Se l’antimafia diventa sociale, se cioè allarga le sue rivendicazioni ai diritti e alla critica del modello di sviluppo del quale la criminalità organizzata è parte integrante, diventa una minaccia da reprimere. Questa l’immagine che emerge ieri da Palermo, dove il corteo della sinistra, dei sindacati e dei movimenti studenteschi è stato caricato dagli uomini in divisa. La manifestazione aveva provato a raggiungere l’albero di via Notarbartolo piantato in memoria di Giovanni Falcone, della moglie Francesca Morvillo e degli agenti della scorta uccisi nella strage di Capaci di trentuno anni fa.

IL CORTEO era aperto dalla gigantografia di una Sacra famiglia. Accanto alla Madonna con il bambino, le immagini di Silvio Berlusconi, Marcello Dell’Utri, Renato Schifani e Roberto Lagalla, il sindaco di Palermo che i manifestanti accusano di non essersi dissociato da personaggi condannati per mafia e tornati a occuparsi di politica come Totò Cuffaro e come lo stesso Dell’Utri. Si erano mossi dall’università, differenziandosi da quello ufficiale che le autorità consideravano «autorizzato» ad arrivare fino al luogo simbolo della strage. Laddove alle 17.58, l’ora in cui fu azionato il telecomando che attivò il detonatore posizionato sotto il viadotto dello svincolo di Capaci, si osserva tradizionalmente un minuto di silenzio. «Fuori la mafia dallo stato» gridavano i manifestanti, in una piazza in cui centinaia di persone rappresentavano la convergenza di lotte diverse: per la difesa dell’ambiente, per il diritto alla casa, per il reddito e contro la precarietà. «Ci hanno bloccato, hanno fermato il corteo nonviolento della società civile. Corteo con studenti, partigiani, Cgil, rappresentanti delle istituzioni. Dicono che temono che disturbiamo la manifestazione ‘ufficiale’. È un momento di una tristezza micidiale» la denuncia in diretta della deputata all’Assemblea regionale siciliana Valentina Chinnici al momento della tensione con gli uomini in divisa.
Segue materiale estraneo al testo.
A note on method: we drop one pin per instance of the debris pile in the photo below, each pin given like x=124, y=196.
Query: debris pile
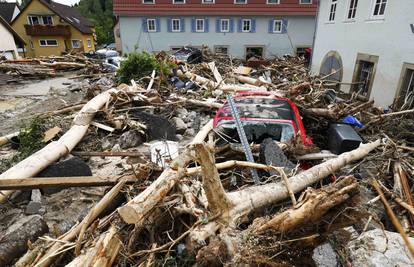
x=169, y=187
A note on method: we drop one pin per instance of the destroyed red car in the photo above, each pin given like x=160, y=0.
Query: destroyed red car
x=264, y=115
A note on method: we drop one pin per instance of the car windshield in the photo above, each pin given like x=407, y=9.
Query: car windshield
x=263, y=108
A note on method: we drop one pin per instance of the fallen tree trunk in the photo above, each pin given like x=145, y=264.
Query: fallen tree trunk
x=32, y=165
x=14, y=242
x=316, y=203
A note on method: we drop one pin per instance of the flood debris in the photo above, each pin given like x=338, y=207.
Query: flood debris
x=159, y=175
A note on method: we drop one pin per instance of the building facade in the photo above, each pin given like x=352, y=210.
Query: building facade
x=369, y=47
x=50, y=28
x=241, y=28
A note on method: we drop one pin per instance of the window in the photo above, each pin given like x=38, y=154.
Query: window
x=76, y=44
x=199, y=25
x=48, y=42
x=352, y=9
x=277, y=26
x=224, y=25
x=378, y=9
x=332, y=12
x=151, y=25
x=246, y=25
x=221, y=49
x=47, y=20
x=176, y=27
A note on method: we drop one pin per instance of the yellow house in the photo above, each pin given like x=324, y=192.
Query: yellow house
x=49, y=28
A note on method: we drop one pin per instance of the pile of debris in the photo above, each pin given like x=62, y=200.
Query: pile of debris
x=187, y=189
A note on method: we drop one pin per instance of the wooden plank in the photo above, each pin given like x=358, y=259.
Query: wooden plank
x=76, y=181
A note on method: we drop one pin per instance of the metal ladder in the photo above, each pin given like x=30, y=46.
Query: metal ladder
x=242, y=136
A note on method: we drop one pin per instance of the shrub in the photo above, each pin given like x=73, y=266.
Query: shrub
x=138, y=65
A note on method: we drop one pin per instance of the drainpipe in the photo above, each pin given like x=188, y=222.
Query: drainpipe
x=316, y=30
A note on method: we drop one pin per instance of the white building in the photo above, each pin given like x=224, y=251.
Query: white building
x=370, y=45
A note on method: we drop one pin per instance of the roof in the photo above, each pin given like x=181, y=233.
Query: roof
x=7, y=11
x=69, y=14
x=220, y=7
x=10, y=29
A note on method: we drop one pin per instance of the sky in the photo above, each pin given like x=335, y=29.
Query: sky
x=66, y=2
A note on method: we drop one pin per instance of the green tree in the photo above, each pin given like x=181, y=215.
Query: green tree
x=100, y=13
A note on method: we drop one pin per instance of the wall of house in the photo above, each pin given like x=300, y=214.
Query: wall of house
x=300, y=31
x=7, y=43
x=391, y=39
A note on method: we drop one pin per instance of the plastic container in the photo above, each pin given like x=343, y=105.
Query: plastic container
x=163, y=152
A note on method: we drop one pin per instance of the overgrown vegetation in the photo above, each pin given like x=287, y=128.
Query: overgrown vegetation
x=30, y=141
x=140, y=64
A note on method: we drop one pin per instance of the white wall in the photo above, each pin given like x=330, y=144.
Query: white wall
x=7, y=40
x=391, y=39
x=300, y=30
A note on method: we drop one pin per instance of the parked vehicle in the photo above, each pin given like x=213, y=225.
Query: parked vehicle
x=264, y=115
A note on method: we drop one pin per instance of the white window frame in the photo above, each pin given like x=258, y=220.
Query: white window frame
x=274, y=26
x=47, y=40
x=333, y=3
x=196, y=22
x=373, y=4
x=355, y=7
x=179, y=25
x=221, y=25
x=238, y=3
x=155, y=25
x=250, y=25
x=80, y=43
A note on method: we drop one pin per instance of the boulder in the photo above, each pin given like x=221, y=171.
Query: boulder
x=379, y=248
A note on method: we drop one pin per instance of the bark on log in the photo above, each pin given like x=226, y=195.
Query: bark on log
x=55, y=150
x=102, y=254
x=316, y=203
x=13, y=243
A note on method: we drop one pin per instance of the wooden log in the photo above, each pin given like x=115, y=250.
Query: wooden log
x=316, y=203
x=102, y=254
x=14, y=242
x=77, y=181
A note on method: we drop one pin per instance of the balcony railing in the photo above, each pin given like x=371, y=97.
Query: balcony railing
x=48, y=30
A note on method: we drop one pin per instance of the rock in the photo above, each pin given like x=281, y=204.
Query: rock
x=179, y=124
x=158, y=128
x=325, y=256
x=374, y=248
x=131, y=138
x=69, y=167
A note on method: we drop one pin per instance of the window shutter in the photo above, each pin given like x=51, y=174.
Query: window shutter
x=169, y=25
x=284, y=26
x=158, y=25
x=193, y=25
x=206, y=25
x=218, y=25
x=270, y=28
x=182, y=25
x=144, y=25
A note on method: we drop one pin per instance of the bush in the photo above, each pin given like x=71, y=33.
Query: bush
x=138, y=65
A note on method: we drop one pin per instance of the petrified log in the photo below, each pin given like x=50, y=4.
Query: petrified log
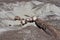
x=49, y=29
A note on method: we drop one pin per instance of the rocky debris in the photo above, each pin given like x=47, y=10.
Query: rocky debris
x=28, y=33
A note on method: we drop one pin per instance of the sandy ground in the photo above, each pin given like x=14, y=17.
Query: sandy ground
x=28, y=32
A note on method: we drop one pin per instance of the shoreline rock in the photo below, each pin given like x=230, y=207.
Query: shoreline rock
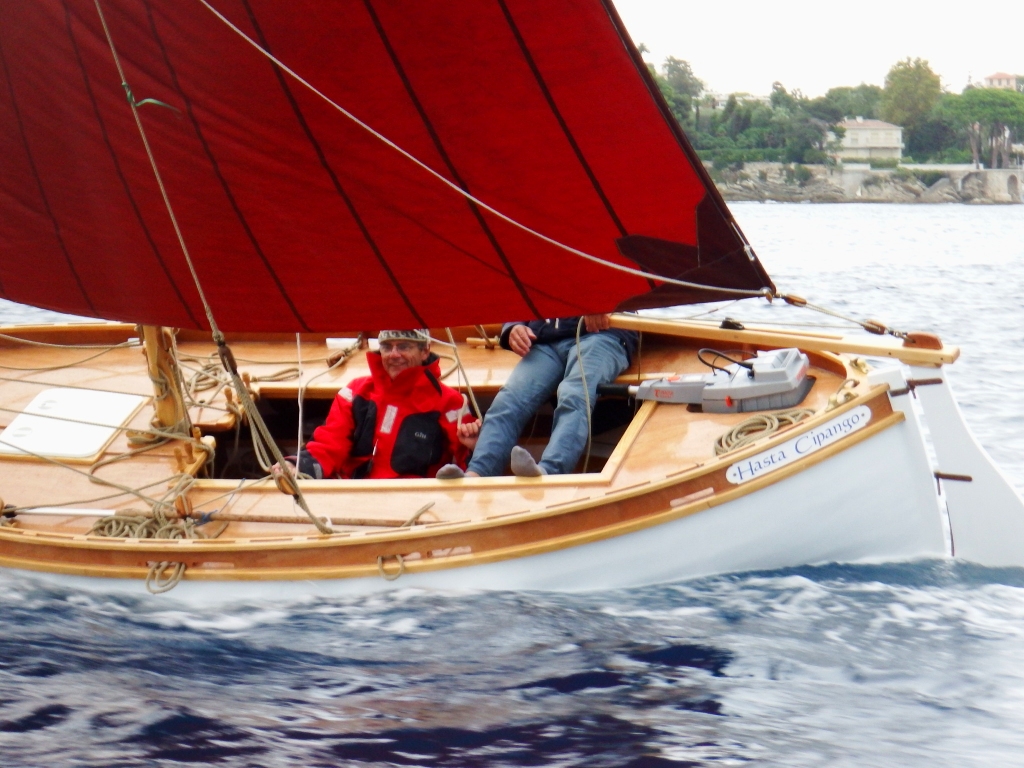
x=784, y=183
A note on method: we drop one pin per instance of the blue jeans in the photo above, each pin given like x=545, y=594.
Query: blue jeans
x=547, y=370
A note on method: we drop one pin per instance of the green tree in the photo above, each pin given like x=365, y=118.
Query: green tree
x=910, y=93
x=861, y=100
x=990, y=118
x=679, y=85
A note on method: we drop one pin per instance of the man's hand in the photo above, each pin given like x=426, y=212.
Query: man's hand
x=521, y=339
x=469, y=433
x=595, y=323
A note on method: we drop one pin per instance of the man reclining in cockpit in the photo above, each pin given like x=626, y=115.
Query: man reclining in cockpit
x=567, y=357
x=400, y=421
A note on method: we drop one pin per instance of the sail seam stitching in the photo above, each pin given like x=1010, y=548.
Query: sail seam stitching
x=334, y=178
x=220, y=177
x=513, y=275
x=504, y=217
x=39, y=182
x=120, y=171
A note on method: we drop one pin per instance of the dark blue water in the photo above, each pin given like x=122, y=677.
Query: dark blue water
x=884, y=665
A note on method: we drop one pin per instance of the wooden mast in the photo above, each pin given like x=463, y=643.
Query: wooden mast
x=168, y=399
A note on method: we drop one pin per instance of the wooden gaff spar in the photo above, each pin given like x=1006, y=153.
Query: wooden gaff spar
x=530, y=169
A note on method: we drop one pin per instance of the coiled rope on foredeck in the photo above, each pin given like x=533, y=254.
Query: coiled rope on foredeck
x=223, y=351
x=762, y=425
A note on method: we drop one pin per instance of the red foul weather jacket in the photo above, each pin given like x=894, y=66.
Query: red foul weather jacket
x=381, y=427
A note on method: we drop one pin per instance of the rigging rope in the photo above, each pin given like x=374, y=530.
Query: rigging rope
x=762, y=425
x=223, y=351
x=476, y=201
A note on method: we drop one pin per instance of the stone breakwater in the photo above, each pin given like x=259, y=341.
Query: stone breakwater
x=775, y=181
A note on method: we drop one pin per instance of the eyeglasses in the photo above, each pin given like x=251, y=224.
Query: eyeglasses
x=402, y=346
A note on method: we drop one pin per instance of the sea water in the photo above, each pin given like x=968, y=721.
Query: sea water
x=835, y=665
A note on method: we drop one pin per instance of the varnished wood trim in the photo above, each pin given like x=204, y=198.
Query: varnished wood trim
x=491, y=483
x=779, y=338
x=712, y=469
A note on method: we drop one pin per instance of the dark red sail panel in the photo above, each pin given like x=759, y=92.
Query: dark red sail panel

È SUCCESSO in via Notarbartolo dove, alla luce di una disposizione del questore Leopoldo Laricchia che aveva limitato il percorso del corteo, gli agenti si sono abbassati i caschi e hanno messo gli scudi davanti alla testa del corteo. Si era prima dell’incrocio con via Piersanti Mattarella quando due mezzi blindati di polizia e carabinieri hanno fatto muro. Da qui la tensione. Soltanto poco prima del canonico minuto di silenzio preceduto da uno squillo di tromba, la polizia ha sciolto il cordone e lasciato passare i manifestanti.
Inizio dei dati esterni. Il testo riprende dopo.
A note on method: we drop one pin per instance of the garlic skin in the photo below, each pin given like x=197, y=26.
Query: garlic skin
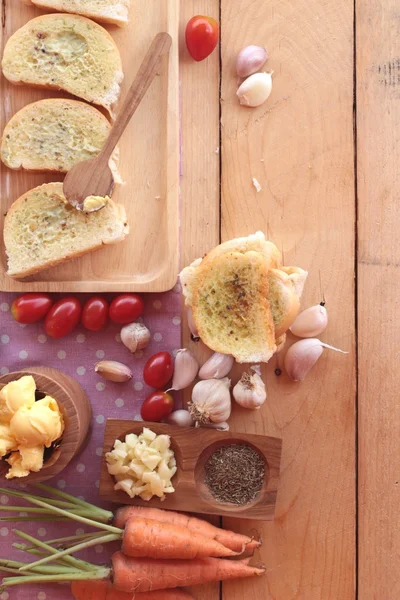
x=302, y=356
x=211, y=401
x=185, y=370
x=181, y=418
x=135, y=336
x=255, y=90
x=310, y=322
x=250, y=391
x=217, y=366
x=112, y=370
x=250, y=60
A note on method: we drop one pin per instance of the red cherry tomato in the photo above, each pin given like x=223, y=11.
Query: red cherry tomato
x=158, y=370
x=31, y=308
x=95, y=314
x=157, y=406
x=202, y=35
x=126, y=308
x=63, y=317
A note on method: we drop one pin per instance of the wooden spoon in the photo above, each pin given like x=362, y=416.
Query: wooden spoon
x=94, y=177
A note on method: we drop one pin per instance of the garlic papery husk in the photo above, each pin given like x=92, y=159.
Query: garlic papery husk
x=302, y=356
x=255, y=90
x=192, y=325
x=135, y=336
x=250, y=391
x=250, y=60
x=217, y=366
x=311, y=322
x=113, y=371
x=181, y=418
x=211, y=401
x=185, y=370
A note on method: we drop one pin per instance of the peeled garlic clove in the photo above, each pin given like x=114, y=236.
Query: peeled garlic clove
x=186, y=369
x=113, y=371
x=302, y=356
x=181, y=418
x=250, y=60
x=217, y=366
x=255, y=90
x=311, y=322
x=135, y=336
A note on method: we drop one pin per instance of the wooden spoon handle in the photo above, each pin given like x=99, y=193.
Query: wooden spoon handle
x=147, y=71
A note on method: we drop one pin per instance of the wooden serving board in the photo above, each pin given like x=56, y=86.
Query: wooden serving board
x=148, y=259
x=192, y=448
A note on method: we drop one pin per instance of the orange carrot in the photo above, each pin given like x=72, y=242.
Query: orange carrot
x=146, y=538
x=234, y=541
x=104, y=590
x=144, y=574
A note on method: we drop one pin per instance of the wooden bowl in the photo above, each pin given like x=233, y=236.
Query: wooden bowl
x=76, y=410
x=192, y=448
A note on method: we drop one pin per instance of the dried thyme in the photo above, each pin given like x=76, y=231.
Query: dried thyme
x=235, y=474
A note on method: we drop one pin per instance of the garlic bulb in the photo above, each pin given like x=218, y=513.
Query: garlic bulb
x=180, y=417
x=250, y=391
x=217, y=366
x=255, y=90
x=185, y=370
x=135, y=336
x=113, y=371
x=250, y=60
x=302, y=356
x=311, y=322
x=211, y=401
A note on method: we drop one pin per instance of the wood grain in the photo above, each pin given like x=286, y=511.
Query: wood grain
x=299, y=146
x=192, y=448
x=378, y=155
x=76, y=410
x=148, y=259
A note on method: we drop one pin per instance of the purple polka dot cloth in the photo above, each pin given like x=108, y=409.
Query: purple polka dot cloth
x=26, y=346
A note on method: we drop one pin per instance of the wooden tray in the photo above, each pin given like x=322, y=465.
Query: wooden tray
x=148, y=259
x=77, y=412
x=192, y=448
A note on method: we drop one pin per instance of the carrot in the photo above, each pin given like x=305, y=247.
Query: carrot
x=104, y=590
x=146, y=538
x=234, y=541
x=143, y=575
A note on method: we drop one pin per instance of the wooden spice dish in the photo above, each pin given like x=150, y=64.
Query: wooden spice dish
x=192, y=448
x=77, y=413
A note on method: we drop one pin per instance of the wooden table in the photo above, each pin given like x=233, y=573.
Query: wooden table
x=325, y=149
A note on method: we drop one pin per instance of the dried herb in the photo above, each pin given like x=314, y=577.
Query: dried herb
x=235, y=474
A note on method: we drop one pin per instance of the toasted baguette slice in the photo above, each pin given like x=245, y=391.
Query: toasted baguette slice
x=107, y=11
x=65, y=52
x=54, y=135
x=42, y=230
x=231, y=309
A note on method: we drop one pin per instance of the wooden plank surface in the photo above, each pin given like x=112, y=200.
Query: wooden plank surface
x=378, y=156
x=299, y=146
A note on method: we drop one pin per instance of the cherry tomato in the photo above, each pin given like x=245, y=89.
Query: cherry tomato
x=157, y=406
x=126, y=308
x=158, y=370
x=95, y=314
x=202, y=35
x=63, y=317
x=31, y=308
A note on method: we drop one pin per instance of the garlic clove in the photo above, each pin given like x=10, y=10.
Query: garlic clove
x=255, y=90
x=217, y=366
x=113, y=371
x=185, y=370
x=250, y=60
x=310, y=322
x=135, y=336
x=302, y=356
«CERCANO DI bloccare, a Palermo, nel giorno della commemorazione dell’assassinio di Falcone, Morvillo e degli uomini della scorta – è la denuncia di Pietro Milazzo, sindacalista e figura storica della sinistra sociale palermitana – Vogliono fermare la manifestazione dell’antimafia critica verso le commemorazioni puramente retoriche e vuote, ma il corteo non cede e riesce a portare la protesta nel cuore della manifestazione ufficiale». Parole dure anche dal segretario generale della Cgil Sicilia Alfio Mannino. «Falcone e i martiri delle stragi di mafia non sono di proprietà di nessuno – dichiara Mannino – Sono un patrimonio collettivo. Sono patrimonio dei siciliani che vogliono il riscatto di questa terra. Chiudere l’accesso nelle zone adiacenti all’albero Falcone a migliaia di cittadini è stata un’offesa al ricordo di Falcone e a tutte le vittime di mafia. Il tutto per soffocare il grido ‘Fuori la mafia dallo stato’».
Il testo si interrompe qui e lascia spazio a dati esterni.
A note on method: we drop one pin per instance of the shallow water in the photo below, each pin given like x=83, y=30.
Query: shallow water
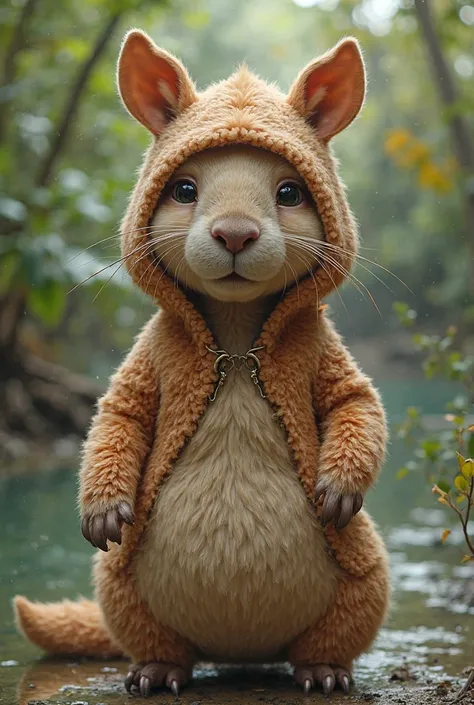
x=44, y=557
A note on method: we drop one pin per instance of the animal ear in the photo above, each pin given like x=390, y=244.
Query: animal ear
x=330, y=91
x=154, y=85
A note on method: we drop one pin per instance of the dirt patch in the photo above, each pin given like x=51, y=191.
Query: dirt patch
x=56, y=683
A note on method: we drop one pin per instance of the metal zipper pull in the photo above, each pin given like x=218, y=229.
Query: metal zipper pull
x=256, y=381
x=253, y=365
x=222, y=378
x=225, y=363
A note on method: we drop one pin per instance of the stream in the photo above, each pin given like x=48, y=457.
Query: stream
x=418, y=657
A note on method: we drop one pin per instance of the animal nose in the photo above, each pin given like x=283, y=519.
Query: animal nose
x=235, y=232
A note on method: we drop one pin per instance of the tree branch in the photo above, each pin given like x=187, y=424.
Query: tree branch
x=460, y=136
x=65, y=121
x=17, y=44
x=445, y=85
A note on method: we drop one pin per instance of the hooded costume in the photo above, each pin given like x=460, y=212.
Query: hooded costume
x=331, y=414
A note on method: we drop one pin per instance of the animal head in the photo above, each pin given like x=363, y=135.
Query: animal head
x=238, y=196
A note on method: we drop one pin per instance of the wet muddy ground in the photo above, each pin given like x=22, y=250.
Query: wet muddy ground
x=428, y=640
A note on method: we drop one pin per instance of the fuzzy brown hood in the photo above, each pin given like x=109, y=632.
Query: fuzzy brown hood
x=242, y=109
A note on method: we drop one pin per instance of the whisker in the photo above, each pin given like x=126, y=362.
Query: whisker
x=309, y=269
x=338, y=266
x=357, y=256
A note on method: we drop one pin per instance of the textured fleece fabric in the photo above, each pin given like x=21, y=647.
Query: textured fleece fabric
x=332, y=415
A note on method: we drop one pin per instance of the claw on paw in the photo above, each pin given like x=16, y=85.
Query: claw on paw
x=144, y=677
x=107, y=526
x=339, y=508
x=327, y=677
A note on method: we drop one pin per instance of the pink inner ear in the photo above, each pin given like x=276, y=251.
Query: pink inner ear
x=149, y=84
x=340, y=84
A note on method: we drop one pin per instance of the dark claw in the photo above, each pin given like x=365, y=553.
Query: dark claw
x=328, y=685
x=318, y=492
x=358, y=502
x=98, y=532
x=125, y=512
x=85, y=529
x=145, y=686
x=347, y=511
x=112, y=527
x=330, y=507
x=345, y=683
x=128, y=682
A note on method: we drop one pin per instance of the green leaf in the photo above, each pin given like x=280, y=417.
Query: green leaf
x=444, y=485
x=470, y=446
x=431, y=448
x=468, y=468
x=461, y=484
x=48, y=301
x=12, y=209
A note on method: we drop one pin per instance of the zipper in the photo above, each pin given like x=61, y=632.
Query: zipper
x=225, y=363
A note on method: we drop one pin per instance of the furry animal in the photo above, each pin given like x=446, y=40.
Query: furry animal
x=224, y=473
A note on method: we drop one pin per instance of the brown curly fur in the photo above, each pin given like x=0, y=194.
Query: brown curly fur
x=330, y=411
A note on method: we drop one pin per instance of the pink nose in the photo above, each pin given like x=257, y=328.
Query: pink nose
x=235, y=232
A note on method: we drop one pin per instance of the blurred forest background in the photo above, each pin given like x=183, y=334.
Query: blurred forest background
x=69, y=155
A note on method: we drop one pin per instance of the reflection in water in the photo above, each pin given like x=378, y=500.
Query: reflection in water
x=45, y=558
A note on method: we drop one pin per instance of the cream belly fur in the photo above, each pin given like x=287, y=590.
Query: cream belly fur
x=233, y=558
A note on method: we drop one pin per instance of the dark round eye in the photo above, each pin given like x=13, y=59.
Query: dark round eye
x=289, y=195
x=184, y=191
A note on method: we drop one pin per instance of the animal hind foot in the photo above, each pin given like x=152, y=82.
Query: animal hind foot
x=327, y=676
x=146, y=676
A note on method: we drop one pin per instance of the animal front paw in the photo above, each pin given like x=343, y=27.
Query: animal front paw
x=337, y=507
x=100, y=527
x=146, y=676
x=327, y=677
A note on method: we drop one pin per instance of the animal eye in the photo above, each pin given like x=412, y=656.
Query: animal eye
x=289, y=195
x=184, y=191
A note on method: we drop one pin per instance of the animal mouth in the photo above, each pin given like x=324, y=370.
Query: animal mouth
x=234, y=277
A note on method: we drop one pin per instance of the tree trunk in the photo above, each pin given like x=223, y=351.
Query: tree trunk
x=39, y=400
x=463, y=144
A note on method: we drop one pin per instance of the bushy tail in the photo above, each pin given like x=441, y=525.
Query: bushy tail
x=65, y=627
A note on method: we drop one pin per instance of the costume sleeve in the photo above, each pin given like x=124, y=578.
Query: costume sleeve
x=122, y=431
x=351, y=417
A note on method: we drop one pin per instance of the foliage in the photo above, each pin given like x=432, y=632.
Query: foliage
x=447, y=456
x=413, y=226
LA GIORNATA si era aperta con la deposizione, da parte del ministro dell’Interno Matteo Piantedosi, di una corona d’alloro davanti alla stele di Capaci. Poi a palazzo Jung, il capo del Viminale aveva presenziato alla posa della prima pietra del Museo della legalità, nel quartiere della Kalsa, dove Giovanni Falcone e Paolo Borsellino sono cresciuti. Alfredo Morvillo, fratello di Francesca e cognato di Falcone aveva disertato polemicamente le cerimonie istituzionali. «In questa città aver fatto accordi con la mafia viene ritenuto da tutti un fatto disdicevole?», aveva detto in riferimento al sostegno alla giunta del sindaco Lagalla da parte di Dell’Utri e Cuffaro. Si era ancora al mattino, ancora non si sapeva che quest’anno le tensioni si sarebbero materializzate anche in piazza.